透析を受けながら活躍する人々

掲載:2015年 vol.21

古山正樹さん
今や古山さんの人生になくてはならない“相棒(ギター)”と一緒に。好きなことに邁進する充実感が笑顔にあらわれて。

家族や仲間、職場のみんな。
支えてくれる周りの人たちに
感謝しています。

古山 正樹さん

会社員・アマチュアフォークバンド ボーカル

古山 正樹さん
1956年、静岡県磐田市生まれ。大学卒業後、ITソフト関連の企業に入社。当時はまだ珍しかったホームページの作成をはじめ、ITに関する企業コンサルティングやセミナーなどを行う。30歳の頃に慢性腎炎と診断され、その後50歳頃から保存期の食事制限を行う。また、ブログで透析の情報や日々の思いを発信。52歳で血液透析を導入。同じ時期、友人の誘いで、高校時代に取り組んでいたフォークギターを再開。

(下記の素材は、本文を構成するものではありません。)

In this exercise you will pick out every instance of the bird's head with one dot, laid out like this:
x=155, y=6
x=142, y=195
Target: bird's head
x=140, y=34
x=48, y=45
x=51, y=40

今では週に1度はイベントで演奏するなど、多忙ながら充実した日々を楽しんでいる。

透析の情報が少なく悩んだ日々。
同じ状況の人をサポートしたい。

古山正樹さん

「一度は塩分を制限しすぎて力が入らなくなった」と古山さん。「摂り過ぎはいけないけど、体に塩分は必要。今は自分にとっての適量がわかるようになりました」。

休日はイベントなどでギターを演奏

市内を中心に、休日はイベントなどでギターを演奏。古くからの友人と共に思い切り音楽を楽しむ、かけがえのない時間。

 透析を導入したのは、52歳の時です。私は30歳頃に腎生検で慢性腎炎と診断されたのですが、当時特別なケアは何もしていませんでした。ところが50歳頃に突然足の甲が痛くなって。整骨院へ行ったら「内臓に原因があるのではないか」と言われて、改めて診てもらったところ腎臓がかなり弱っていたんです。医師には、すぐにでも透析をとすすめられましたが、ギリギリまで自分の腎臓でがんばりたいと思い、まずは食事などの生活改善から始めました。その頃の私は、今よりふっくらとしていて、ダイエットの意味もありました。妻が毎日お弁当を作ってくれて、最初は量にもの足りなさを感じましたが、1週間ほどですぐに慣れました。朝夕の食事も、毎食細かい成分量を計測するとなると妻も大変なので、相談して、同じおかずでも私の分はほとんど味付けをせずに取り分けて自分で調整し、家族の分は改めて調味料を足すという風にしました。こうして食事制限を行い、たばことお酒をやめ、知り合いのすすめでチベット体操にも取り組んだ結果、1年で20kgも減量しました。体がとても軽くなったと感じましたね。
 この頃、ダイエットの効果が出るのが楽しくて、体重のグラフを付けてネットで公開していました。そこに日記なども書き込んでいましたが、その後透析を導入することになって、「透析に関する内容を独立させよう」と考えました。というのも、私が透析について考えるようになって以降、いろいろ調べる中で「世の中には透析に関する情報が少なすぎる」と感じたからです。もちろん医師に質問すればその都度教えてくださいますが、そもそも透析がどういうものか最初はわかりにくい。それに一般的に、診断から透析導入までの期間が短いことが多いでしょう。だから、まず何から考え始めれば良いかわからないうちに治療が進んでしまうという現状があるのです。知識はもちろんですが、気持ちが追い付いてこないという面もあります。ですから、私が自分の経験やその時の思いを伝えることで、少しでも同じ状況の人たちの支えになったり役に立てばうれしい。そう思いながら発信しています。
 今私には新たな楽しみがあります。それは52歳で再開したフォークギターです。高校時代、文化祭で演奏するために始め、その後は遠ざかっていましたが、今は当時の同級生をはじめとするメンバーで演奏しています。ライブは月に1回、他にも最近は週に1回ほど市内のイベントなどにも出演して、思い切り楽しんでいます。こうした仲間や家族、職場の人たちなど、私は本当に周りの人に恵まれて生きています。これからも感謝を忘れずに、日々過ごしていきたいです。